Los Alamos, New Mexico
I can attest that Los Alamosans think of the bomb a little differently than the rest of us. Recently, while driving between Taos and Santa Fe, I tuned into a radio station licensed in Los Alamos playing "Yesterday," by The Beatles. When the song ended, the disc jockey said, "Now there's a blast from the past!" I didn't realize the sad irony until he added, "This is K Bomb, KBOM, Los Alamos."
Golden Valley, Minnesota
I think Jack Barth did a grave injustice to the Civil War reenacting community by presenting reenactors as fat, beer-drinking rednecks ("The Red Badge of Make-Believe Courage," March). We are not. By the way, Barth's uniform was incorrect.
Barth's article kept me laughing and was by itself worth the year's subscription. My wife may start reading your magazine just so I quit nudging her and saying, "You gotta hear this..." The writing is so good I even enjoy reading about things I never thought I had any interest in. Keep it up.
Rochester, New York
God, Boston, Cosmas
Great job on the article about marathon runner Cosmas Ndeti ("God, Boston, Country," April). It was a pleasure to see Ndeti's spiritual life emphasized along with his training. Like many other great athletes, he seems to be guided toward success by strong beliefs. Joshua Hammer covered Ndeti eloquently.

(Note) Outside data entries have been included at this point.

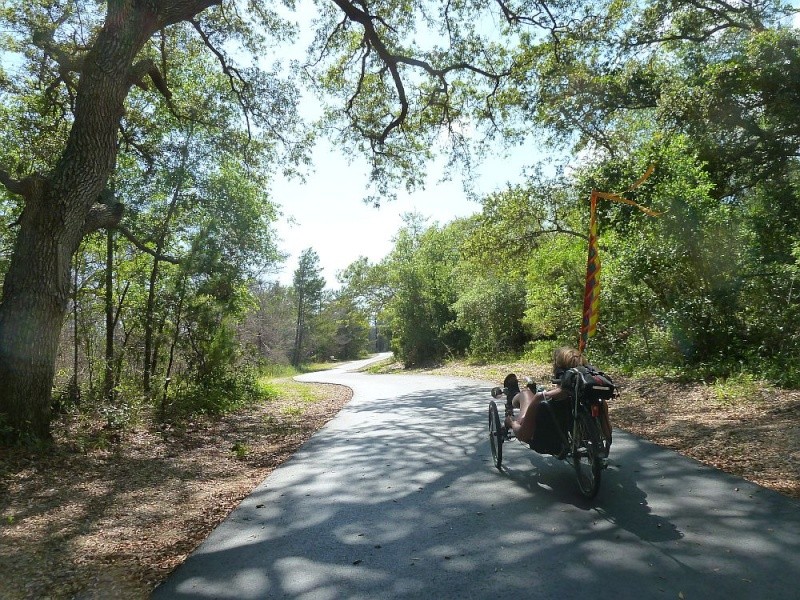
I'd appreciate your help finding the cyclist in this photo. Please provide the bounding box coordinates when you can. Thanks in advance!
[503,346,612,453]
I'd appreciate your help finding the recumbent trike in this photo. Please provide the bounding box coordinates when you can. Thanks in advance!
[488,367,615,499]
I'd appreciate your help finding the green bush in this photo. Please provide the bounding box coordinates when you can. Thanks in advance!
[168,367,262,417]
[453,275,528,358]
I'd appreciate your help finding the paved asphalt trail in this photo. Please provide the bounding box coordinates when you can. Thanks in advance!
[153,355,800,599]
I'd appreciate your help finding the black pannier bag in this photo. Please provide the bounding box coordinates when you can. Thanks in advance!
[560,365,615,402]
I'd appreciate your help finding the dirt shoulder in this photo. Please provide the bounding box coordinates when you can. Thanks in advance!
[0,383,352,600]
[613,374,800,499]
[1,364,798,599]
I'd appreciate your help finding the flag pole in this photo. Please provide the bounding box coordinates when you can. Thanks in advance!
[579,166,660,353]
[579,191,600,353]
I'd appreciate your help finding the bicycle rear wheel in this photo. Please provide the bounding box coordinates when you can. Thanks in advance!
[488,400,503,470]
[572,414,603,498]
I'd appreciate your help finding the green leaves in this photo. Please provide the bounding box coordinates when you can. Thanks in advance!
[379,216,469,365]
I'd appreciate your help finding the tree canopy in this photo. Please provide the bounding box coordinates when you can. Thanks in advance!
[1,0,799,442]
[0,0,531,441]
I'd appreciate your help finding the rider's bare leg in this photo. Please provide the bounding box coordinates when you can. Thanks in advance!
[504,388,542,442]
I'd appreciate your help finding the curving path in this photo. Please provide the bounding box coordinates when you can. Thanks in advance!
[153,354,800,599]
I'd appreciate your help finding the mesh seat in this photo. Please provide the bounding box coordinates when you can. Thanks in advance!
[529,398,571,455]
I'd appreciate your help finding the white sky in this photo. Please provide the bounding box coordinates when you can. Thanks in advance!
[269,140,536,287]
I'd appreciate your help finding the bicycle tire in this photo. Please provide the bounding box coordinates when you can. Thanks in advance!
[488,400,503,470]
[572,413,602,498]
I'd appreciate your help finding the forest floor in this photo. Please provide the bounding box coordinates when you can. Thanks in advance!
[1,360,798,599]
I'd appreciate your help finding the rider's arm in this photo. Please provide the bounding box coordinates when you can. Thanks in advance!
[547,385,568,400]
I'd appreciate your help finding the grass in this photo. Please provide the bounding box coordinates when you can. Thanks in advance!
[257,358,365,404]
[257,377,318,402]
[301,361,340,373]
[255,362,339,436]
[281,406,304,418]
[708,372,767,405]
[363,356,398,374]
[259,361,341,379]
[256,379,282,401]
[230,441,250,459]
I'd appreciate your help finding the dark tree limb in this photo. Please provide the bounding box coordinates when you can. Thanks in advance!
[331,0,510,144]
[84,202,124,233]
[81,189,181,264]
[190,19,253,138]
[625,0,767,47]
[0,169,27,196]
[31,28,86,74]
[116,225,181,265]
[118,123,157,176]
[146,0,224,29]
[0,169,48,200]
[130,58,173,100]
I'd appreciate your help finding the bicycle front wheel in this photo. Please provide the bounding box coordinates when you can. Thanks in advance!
[488,400,503,470]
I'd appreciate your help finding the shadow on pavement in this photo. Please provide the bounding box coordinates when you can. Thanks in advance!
[153,379,800,600]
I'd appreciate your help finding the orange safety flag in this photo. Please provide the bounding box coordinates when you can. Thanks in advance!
[579,192,601,352]
[579,166,660,352]
[594,190,663,217]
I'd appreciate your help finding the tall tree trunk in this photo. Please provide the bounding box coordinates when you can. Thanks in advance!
[143,138,189,395]
[0,30,138,438]
[161,275,187,420]
[68,252,81,405]
[104,229,115,402]
[143,259,161,395]
[292,293,305,367]
[0,2,219,441]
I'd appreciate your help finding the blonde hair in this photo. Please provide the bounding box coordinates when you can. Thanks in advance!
[553,346,587,373]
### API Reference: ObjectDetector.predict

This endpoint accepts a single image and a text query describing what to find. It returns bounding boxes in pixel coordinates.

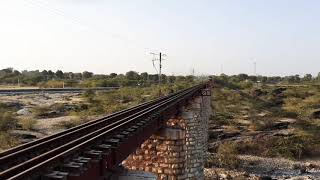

I thoroughly enjoyed Richard Conniff's article about entomologist Justin O. Schmidt and his pain scale for stings and bites ("King of Sting," April). Might I suggest he develop a companion scale that rates the ferociousness of attack? It would be hard to beat the massed assault capabilities of enraged yellow jackets. Believe me, there's nothing quite like those angry, Gatling-gun-stinging vespids.